Next’s pre-tax profit fell 1.5% to £342.1m in the half year to July, following a challenging period of trading.
Total Next brand sales were up 3% to £1.9bn, compared with the same period last year. However, full price sales were down 0.3%.
The Next Directory catalogue performed “significantly better” than retail, mainly as a result of improved stock availability, enhanced website functionality and continued growth from Next Label and overseas.
Retail sales edged up 0.1% to £1.9bn thanks to the addition of new space. However, full price sales were down 3.2%.
Next said it held a much larger end-of-season Sale this summer, which included 27% more stock than last year – and this was weighted towards stores and online over the Next Directory. As a result, retail margin declined 1.8%.
Despite this, it is planning to increase net trading space by 350,000 sq ft this year, taking the total to 8 million sq ft – more than it forecast in March. Store numbers will remain broadly the same because it will close a number of smaller, less-profitable units.

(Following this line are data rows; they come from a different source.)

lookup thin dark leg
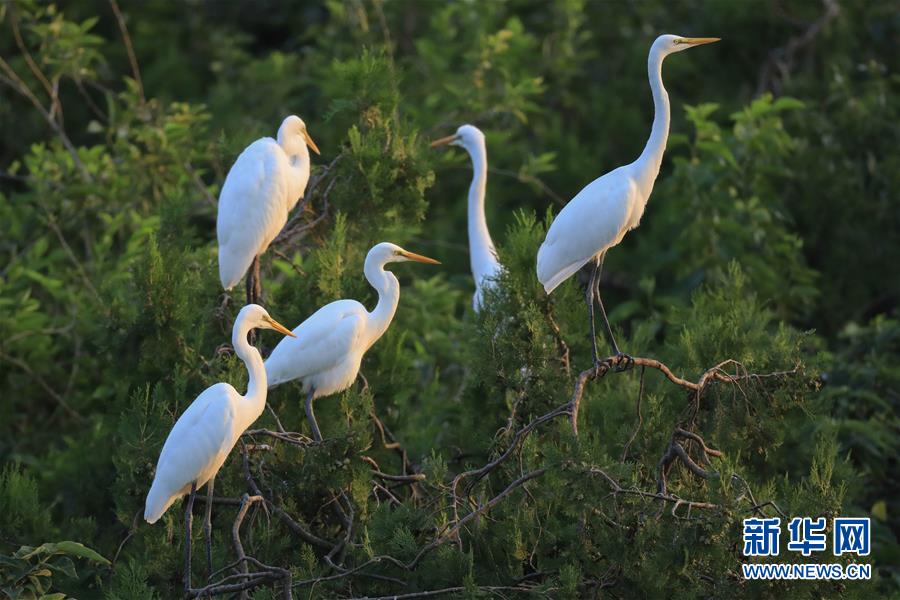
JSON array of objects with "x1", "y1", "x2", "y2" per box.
[
  {"x1": 184, "y1": 481, "x2": 197, "y2": 594},
  {"x1": 584, "y1": 256, "x2": 600, "y2": 365},
  {"x1": 251, "y1": 255, "x2": 262, "y2": 304},
  {"x1": 593, "y1": 252, "x2": 621, "y2": 354},
  {"x1": 306, "y1": 390, "x2": 322, "y2": 442},
  {"x1": 246, "y1": 256, "x2": 260, "y2": 346},
  {"x1": 203, "y1": 477, "x2": 216, "y2": 575}
]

“Our view is that, in a difficult trading environment, taking new space is one of the few ways to mitigate losses from negative like-for-like sales,” the company said, although it emphasised that any new space must be highly profitable.
Directory sales rose 7.1% to £821.2m. Next said efforts to improve stock availability, the launch of its new mobile site and the rollout of online marketing campaigns all had a positive impact.

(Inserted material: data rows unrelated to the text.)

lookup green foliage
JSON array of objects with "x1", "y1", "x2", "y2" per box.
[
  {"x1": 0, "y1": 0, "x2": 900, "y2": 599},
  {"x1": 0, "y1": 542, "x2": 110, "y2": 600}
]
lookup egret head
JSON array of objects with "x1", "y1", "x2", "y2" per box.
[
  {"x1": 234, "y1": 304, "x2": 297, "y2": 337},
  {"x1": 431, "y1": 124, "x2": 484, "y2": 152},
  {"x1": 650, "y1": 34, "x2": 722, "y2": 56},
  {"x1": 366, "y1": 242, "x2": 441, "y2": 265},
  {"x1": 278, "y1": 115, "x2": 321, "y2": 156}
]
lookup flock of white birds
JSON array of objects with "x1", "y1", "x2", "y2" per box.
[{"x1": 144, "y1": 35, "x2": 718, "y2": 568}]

However, it noted that the improvement in availability was mainly achieved by simply buying more stock, which contributed to the increase in markdown at the end of the season.

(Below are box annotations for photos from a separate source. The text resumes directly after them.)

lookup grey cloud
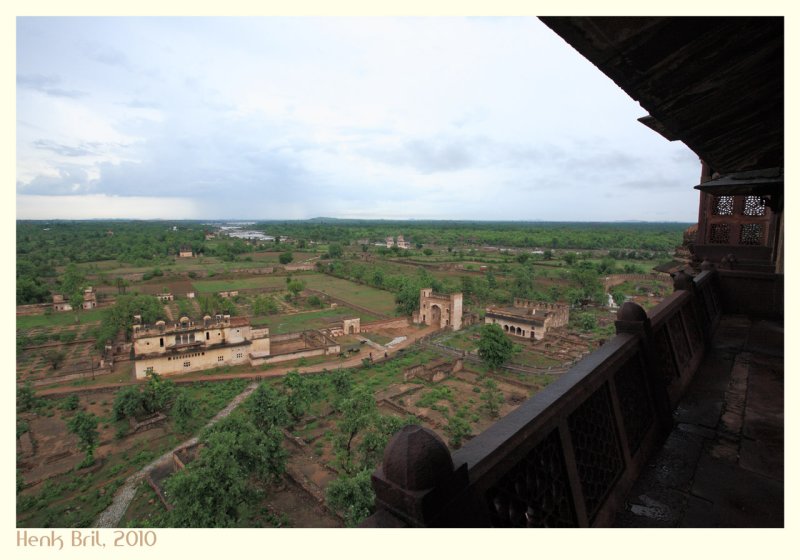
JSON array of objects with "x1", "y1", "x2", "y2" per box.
[
  {"x1": 122, "y1": 99, "x2": 161, "y2": 109},
  {"x1": 17, "y1": 74, "x2": 89, "y2": 99},
  {"x1": 33, "y1": 139, "x2": 97, "y2": 157},
  {"x1": 360, "y1": 137, "x2": 481, "y2": 174},
  {"x1": 17, "y1": 166, "x2": 94, "y2": 195},
  {"x1": 82, "y1": 42, "x2": 132, "y2": 70}
]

For the second half of the year, it has planned and delivered stock using a new stock control system, and so expects to offer the same improvements in availability without generating additional markdown.
Next trialled a smaller, softback version of its catalogue in the first half, which is now being rolled out. This has stemmed the decline in its printed materials.
Total group sales were up 2.6% to £1.96bn.
Mobile site and apps
Next rolled out its mobile website, m.next.co.uk, to all handheld devices during the first half and conversion rates rose from 4.9% to 5.7%.
However, the mobile site is more limited than the desktop site, focusing on search, select and ordering. Over the next 12 months, Next plans to deliver a catalogue browsing mode, better account management, an order-tracking service and better payment functionality.
In the first half of next year, it will launch a mobile site for overseas customers.
Apps still only account for 7% of Next Directory turnover. During the second half of this year, Next will launch an app for Android phones and tablets.
Next said sterling’s recent devaluation will not affect it until spring 2017.
It has made efficiencies in its supply chain, including developing new supply sources in Burma and Cambodia, which means cost prices on like-for-like garments is expected to rise by 5% at most.
The retailer is considering whether to increase retail selling prices by 5%. It estimates that this would result in a fall in unit sales of 5.5% and a fall in like-for-like sales value of between 0.5% and 1%.
“In the scheme of things, we think this drag on sales is manageable and less damaging than taking a significant hit to margin,” Next said.
Next is maintaining its full year sales guidance, but said it expects to have a clearer picture of trading conditions at the beginning of November, when it announces its third-quarter sales.
“As expected, it has been a challenging year so far, with economic and cyclical factors working against us, and it looks set to remain that way until mid-October at the earliest,” the firm concluded.
It expects group profit before tax to come in at £775m to £845m for the full year to January 2017.